None of the above cases is satisfied, which means \(G_6\) can also not be considered as a basic algebra.

4 A lattice-ordered effect algebra with different basic algebra structures

In this section, we construct a lattice-ordered effect algebra with two different basic algebra structures and improve (Chajda et al. 2009, P. 80,Example 5.3) which stated as follows:

Fig. 1

Lattice of Example 5.3 in Chajda et al. (2009)

Let us consider the lattice from Fig. 1 with the antitone involution on the section [b,  1] defined by \(b^b=1,~(\lnot b)^b=\lnot b,~(\lnot a)^b=\lnot a,~1^b=b\).

An easy inspection shows that the derived basic algebra \({\mathcal {A}}=(A,~\oplus ,~\lnot ,~0)\) is not a lattice-ordered effect algebra [because it does not fulfill (21)], where \(A=\{0,~a,~b,~\lnot a,~\lnot b,~1\}\) and the addition \(\oplus \) is given in Table 4:

$$\begin{aligned} x\le \lnot y~~and~~x\oplus y\le \lnot z \Rightarrow x\oplus (z\oplus y)=(x\oplus y)\oplus z.\nonumber \\ \end{aligned}$$

(21)

Table 4 \(\oplus \) of Example 5.3 in Chajda et al. (2009)

It is easily seen that when \(x=0,~y=b\) and \(z=a,\)\(x\oplus (z\oplus y)=0\oplus (a\oplus b)=a\oplus b=\lnot a\ne \lnot b=b\oplus a=(0\oplus b)\oplus a=(x\oplus y)\oplus z\).
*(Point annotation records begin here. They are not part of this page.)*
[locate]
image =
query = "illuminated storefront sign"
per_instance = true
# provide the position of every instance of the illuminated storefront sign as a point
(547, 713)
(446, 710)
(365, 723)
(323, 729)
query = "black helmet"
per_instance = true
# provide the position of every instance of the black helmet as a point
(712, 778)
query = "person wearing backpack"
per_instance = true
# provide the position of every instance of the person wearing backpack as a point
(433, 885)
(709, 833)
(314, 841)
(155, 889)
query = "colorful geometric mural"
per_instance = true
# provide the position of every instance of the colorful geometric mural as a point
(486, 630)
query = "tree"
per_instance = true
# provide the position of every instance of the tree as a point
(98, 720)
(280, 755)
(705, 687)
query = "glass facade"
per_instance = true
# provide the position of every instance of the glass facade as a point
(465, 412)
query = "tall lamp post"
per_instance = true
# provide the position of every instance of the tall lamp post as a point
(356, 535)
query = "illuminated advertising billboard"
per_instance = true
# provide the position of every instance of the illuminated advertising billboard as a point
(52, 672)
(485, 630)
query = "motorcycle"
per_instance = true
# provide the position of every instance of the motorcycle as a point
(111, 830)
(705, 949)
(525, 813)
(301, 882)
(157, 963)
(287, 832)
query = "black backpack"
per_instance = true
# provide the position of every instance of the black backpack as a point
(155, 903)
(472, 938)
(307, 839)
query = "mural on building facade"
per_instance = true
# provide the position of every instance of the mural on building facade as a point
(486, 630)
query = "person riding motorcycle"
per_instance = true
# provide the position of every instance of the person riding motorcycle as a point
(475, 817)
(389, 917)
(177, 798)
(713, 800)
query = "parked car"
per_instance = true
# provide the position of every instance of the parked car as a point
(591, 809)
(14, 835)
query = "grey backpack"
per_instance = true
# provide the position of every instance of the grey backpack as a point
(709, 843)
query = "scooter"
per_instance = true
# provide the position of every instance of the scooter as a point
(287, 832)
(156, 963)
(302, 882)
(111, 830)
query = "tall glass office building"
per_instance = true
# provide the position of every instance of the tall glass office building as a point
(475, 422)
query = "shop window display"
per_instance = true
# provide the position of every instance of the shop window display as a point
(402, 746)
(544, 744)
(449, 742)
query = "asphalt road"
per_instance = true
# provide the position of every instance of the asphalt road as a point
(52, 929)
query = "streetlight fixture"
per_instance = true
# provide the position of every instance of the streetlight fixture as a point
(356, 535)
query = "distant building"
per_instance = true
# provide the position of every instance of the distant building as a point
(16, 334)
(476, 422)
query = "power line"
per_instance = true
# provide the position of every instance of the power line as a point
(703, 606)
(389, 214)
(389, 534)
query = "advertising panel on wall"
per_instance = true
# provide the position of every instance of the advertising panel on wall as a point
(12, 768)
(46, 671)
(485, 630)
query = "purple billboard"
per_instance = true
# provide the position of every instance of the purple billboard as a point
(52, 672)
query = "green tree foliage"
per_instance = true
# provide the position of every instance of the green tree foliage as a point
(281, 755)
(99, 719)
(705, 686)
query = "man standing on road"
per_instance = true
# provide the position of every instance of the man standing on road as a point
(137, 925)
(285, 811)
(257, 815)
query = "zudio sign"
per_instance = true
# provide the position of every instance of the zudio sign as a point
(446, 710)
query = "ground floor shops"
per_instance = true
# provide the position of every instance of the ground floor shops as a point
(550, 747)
Hence, A does not fulfill (21).

However, using the same \((A,~\oplus ,~\lnot ,~0)\) as in Fig. 1 and Table 4, we consider

Example 4

The basic algebra \({\mathcal {A}}=({A,~\oplus ,~\lnot ,~0})\) can be converted into a lattice-ordered effect algebra \((\{0,~a,~b,~a',~b', ~1\},~+,~',~0)\) whose operation is given in Table 5. If \(x+y\) is undefined for \(x,~y\in \{0,~a,~b,~a',~b',~1\}\), we denote it by “−.”

Table 5 \(\oplus \) of Example 4

Remark 1

In Chajda et al. (2009) [P. 75, Prop. 4.5], lattice-ordered effect algebras can be viewed as basic algebras. We can obtain the derived basic algebra of the lattice-ordered effect algebra \((A,~+)\) from Example 4.

Define \(x\oplus ^{*} y:=(x\wedge y')\oplus y\) and \(\lnot x:=x'\). Then, \(\mathcal {A^*}=(A^*,~\oplus ^{*},~\lnot ,~0)\) is a basic algebra with \(\oplus ^{*}\) given in Table 6.

Table 6 \(\oplus ^{*}\) of Remark 1

Hence, we obtain two different basic algebra structures whose operations are given in Tables 4 and 6 from the same lattice-ordered algebra from Example 4.